There we found history reaches beyond what you'll find in museums. You'll actually see it in the streets with classic cars.
"Oh my God the cars are awesome! I thought that was almost like something people played up. But seeing the cars everywhere you go, it's so picturesque," said an American named Mandy who is from New Orleans, traveling on an educational visa.
In one spot, there are rows of classic cars lined up at a taxi stand. That's what a majority of the cars are used as. The taxis are privately owned and the drivers will take you pretty much anywhere for one peso, which is equivalent to $1. And the cars range in age from 1959 Pontiac Catalinas, to 1950 Cadillac Debutantes.
"The favorite part is, in any case the old town, we like the cars very much, the lifestyle here," said Thomas Jung, a tourist from Germany.
It's just not Americans traveling to Cuba. People from other countries have been vacationing there for years. We ran into a couple from Germany who was on their honeymoon. They're advice for enjoying Cuba?
"You should be relaxed, no hurry. It's slow motion," said Thorsten Jung.
The Cuban people are in no rush whether it's driving through the downtown near the Capitol building or walking along the streets. It's a laid back atmosphere, albeit a crowded one, especially in Old Havana.
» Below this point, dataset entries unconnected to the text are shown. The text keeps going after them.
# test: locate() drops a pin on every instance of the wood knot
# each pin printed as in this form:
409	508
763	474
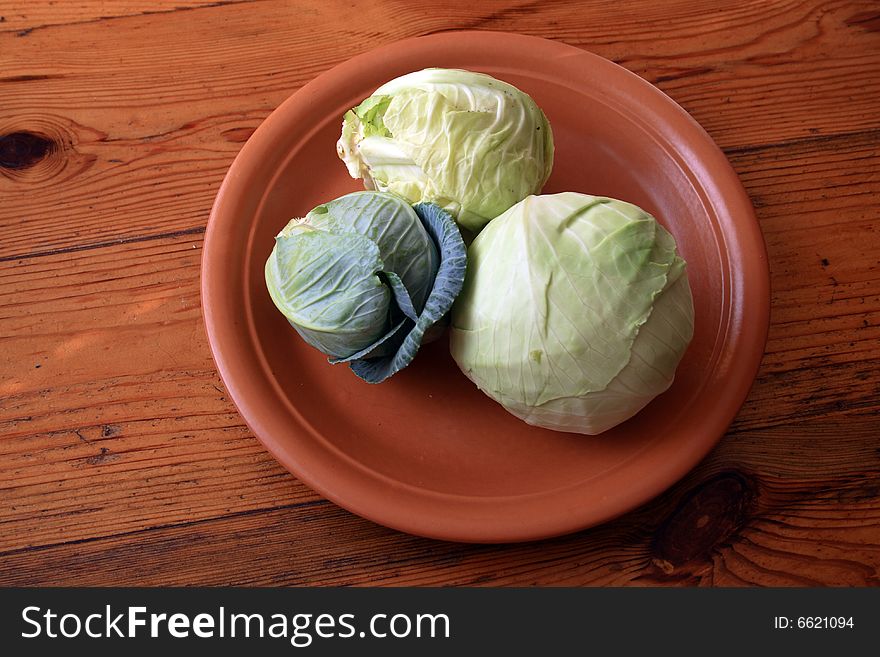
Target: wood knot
20	150
705	518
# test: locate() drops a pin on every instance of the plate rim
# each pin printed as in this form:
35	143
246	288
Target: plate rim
405	517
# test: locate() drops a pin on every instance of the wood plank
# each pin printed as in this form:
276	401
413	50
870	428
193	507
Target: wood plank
823	242
137	144
22	17
104	349
112	415
799	522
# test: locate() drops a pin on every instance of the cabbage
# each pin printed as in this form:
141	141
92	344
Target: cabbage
462	140
364	277
575	313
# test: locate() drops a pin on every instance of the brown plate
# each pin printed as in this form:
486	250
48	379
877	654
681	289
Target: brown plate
426	452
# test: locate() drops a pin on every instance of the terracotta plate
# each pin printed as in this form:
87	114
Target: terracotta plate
426	452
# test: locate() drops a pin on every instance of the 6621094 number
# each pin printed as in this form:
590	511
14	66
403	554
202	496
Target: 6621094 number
823	622
813	622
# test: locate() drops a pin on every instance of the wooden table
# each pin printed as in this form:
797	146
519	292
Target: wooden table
122	461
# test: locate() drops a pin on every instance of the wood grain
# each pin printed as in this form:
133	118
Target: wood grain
724	526
123	462
140	142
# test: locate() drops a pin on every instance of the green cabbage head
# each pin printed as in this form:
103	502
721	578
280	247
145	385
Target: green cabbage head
465	141
575	313
365	278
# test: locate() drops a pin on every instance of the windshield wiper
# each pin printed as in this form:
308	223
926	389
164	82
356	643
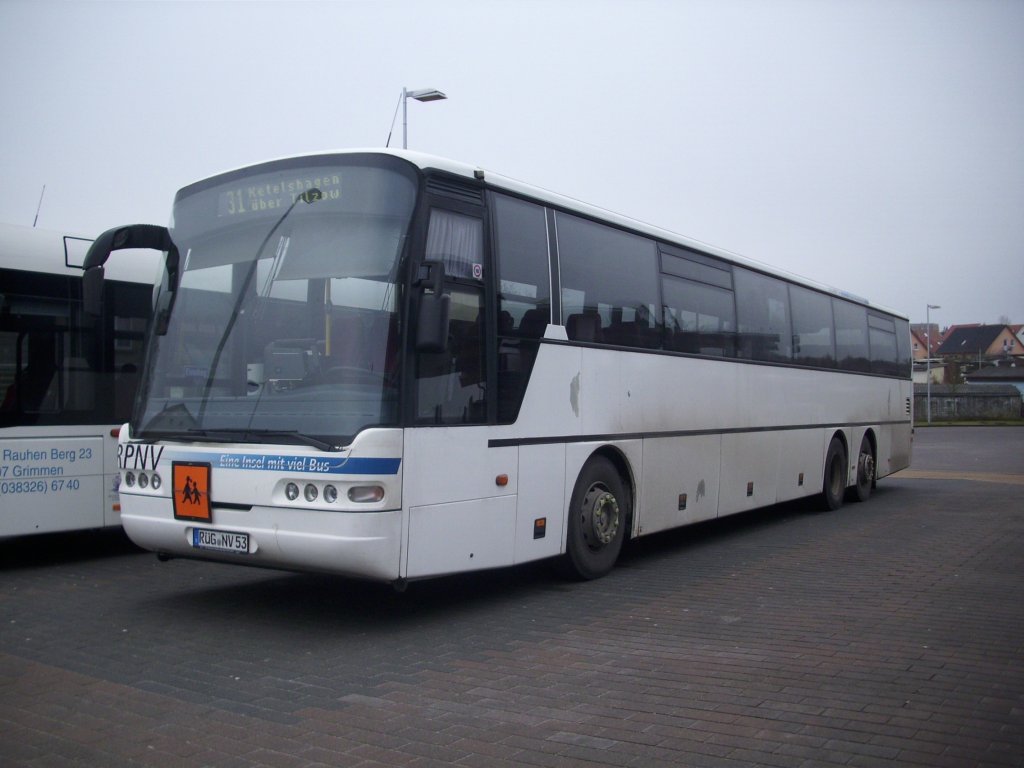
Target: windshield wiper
309	197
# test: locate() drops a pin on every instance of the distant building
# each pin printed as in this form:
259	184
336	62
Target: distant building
969	343
1004	372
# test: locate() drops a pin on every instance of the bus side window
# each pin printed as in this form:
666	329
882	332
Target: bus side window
524	296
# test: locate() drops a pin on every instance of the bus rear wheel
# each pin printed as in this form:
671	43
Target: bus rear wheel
834	485
598	514
865	471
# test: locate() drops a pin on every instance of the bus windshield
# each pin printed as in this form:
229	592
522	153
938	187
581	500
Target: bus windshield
285	320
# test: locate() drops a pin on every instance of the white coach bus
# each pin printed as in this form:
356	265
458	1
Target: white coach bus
66	380
392	366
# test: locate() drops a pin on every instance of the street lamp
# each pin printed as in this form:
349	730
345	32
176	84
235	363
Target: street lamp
422	94
928	359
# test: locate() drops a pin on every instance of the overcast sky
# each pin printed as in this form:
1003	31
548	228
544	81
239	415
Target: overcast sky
876	145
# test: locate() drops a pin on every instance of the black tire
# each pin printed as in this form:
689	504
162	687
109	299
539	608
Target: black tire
834	483
861	491
598	516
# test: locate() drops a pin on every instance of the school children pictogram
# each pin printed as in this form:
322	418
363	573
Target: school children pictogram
192	491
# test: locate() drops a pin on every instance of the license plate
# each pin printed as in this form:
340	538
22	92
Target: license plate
220	541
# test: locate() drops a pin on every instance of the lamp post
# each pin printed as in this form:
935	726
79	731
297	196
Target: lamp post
928	359
421	94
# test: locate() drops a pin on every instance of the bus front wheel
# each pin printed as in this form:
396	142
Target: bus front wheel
834	485
598	514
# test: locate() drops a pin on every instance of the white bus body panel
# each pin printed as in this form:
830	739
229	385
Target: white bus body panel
57	478
247	487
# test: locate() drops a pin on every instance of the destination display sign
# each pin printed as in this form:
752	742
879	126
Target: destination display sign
260	196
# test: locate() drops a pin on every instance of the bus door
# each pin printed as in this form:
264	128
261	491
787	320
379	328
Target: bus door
459	516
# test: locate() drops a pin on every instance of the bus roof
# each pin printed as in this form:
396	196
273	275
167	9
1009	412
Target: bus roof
496	180
33	250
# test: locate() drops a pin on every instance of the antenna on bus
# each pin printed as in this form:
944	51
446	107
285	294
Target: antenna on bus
39	207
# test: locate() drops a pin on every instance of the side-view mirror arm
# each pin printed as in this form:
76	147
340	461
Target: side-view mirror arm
120	238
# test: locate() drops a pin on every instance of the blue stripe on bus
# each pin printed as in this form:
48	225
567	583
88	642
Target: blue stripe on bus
285	463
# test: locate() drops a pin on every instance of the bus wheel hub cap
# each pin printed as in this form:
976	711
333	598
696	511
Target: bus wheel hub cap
600	517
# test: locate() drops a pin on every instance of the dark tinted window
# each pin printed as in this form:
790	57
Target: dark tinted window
609	284
524	279
851	336
523	285
698	318
812	328
59	366
763	316
882	338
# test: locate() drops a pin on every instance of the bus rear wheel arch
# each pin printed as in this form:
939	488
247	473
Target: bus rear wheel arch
866	469
600	513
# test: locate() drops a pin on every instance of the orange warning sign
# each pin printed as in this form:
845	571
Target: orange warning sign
192	491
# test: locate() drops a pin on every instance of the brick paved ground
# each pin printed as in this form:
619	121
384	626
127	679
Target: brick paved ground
890	633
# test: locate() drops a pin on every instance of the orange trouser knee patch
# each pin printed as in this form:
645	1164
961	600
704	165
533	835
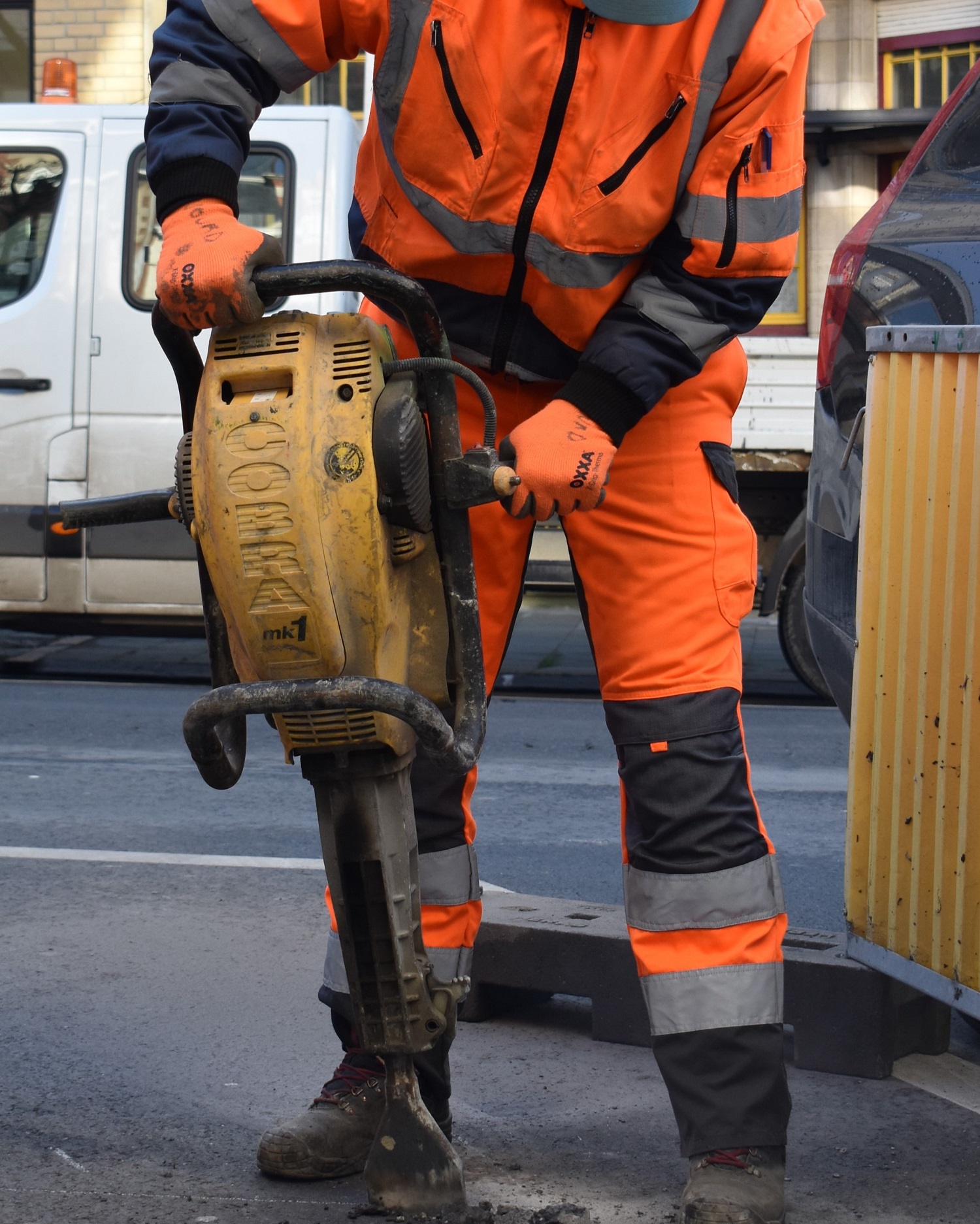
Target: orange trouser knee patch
678	952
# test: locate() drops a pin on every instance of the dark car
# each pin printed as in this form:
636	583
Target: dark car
913	259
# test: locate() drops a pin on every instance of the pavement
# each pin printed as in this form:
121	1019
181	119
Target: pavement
158	1015
549	652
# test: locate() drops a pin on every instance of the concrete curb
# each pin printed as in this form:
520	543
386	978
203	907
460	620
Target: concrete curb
845	1018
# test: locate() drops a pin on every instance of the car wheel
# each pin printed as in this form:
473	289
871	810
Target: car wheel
793	637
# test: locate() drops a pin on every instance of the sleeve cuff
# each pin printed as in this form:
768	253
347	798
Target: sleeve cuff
197	178
604	399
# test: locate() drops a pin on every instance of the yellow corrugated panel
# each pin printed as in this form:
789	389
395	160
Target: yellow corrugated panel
913	867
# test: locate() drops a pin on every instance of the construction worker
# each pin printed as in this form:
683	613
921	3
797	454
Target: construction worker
600	201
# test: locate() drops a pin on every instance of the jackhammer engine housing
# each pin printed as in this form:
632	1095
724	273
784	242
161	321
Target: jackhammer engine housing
325	487
287	491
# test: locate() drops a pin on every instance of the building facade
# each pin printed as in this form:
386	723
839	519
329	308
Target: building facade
879	71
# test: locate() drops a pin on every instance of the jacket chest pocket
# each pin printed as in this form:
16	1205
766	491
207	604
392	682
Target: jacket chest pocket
630	186
446	131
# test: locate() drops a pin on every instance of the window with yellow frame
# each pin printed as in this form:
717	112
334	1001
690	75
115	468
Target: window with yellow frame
343	86
789	309
925	76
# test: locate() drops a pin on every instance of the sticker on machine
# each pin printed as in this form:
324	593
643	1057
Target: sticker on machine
344	462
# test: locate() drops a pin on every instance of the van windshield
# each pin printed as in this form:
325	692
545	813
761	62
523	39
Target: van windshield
29	184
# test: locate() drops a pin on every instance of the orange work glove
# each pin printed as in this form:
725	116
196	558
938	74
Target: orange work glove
205	271
563	459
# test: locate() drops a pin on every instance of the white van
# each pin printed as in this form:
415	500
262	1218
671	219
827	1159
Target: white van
88	404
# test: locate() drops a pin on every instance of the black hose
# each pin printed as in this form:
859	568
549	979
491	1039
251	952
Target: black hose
231	703
444	365
105	512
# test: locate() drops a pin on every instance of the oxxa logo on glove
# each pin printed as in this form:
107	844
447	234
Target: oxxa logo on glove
582	470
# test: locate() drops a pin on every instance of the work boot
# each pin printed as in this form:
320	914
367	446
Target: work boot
333	1136
735	1186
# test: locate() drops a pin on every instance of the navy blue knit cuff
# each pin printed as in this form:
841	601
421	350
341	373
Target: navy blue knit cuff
604	399
197	178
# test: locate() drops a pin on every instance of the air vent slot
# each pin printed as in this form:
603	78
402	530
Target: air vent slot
330	728
256	344
352	362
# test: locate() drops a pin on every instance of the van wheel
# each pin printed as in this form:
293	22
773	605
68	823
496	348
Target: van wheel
794	638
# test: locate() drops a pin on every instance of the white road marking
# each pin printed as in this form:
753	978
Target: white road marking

The streets of Havana by the Capitol are incredibly busy with cars. But the streets of Old Havana are very busy with people. That's because there are shops lining up and down the road, and not much room for cars. Those shops sell a variety of items, all for reasonable prices compared to what we'd pay in America.
"A bottle of water is only a dollar cheaper than he nicest cocktail I've had," said Linda Powell, a tourist from Birmingham, Alabama.
A breakfast plate of ham, toast and eggs was just $3 at a downtown restaurant. And some incredible excursions in the country -- are completely free.
"The Hotel Nacional, it is historic and they have bunkers underneath it from the Cuban Missile Crisis. And we got to go in it," said Powell.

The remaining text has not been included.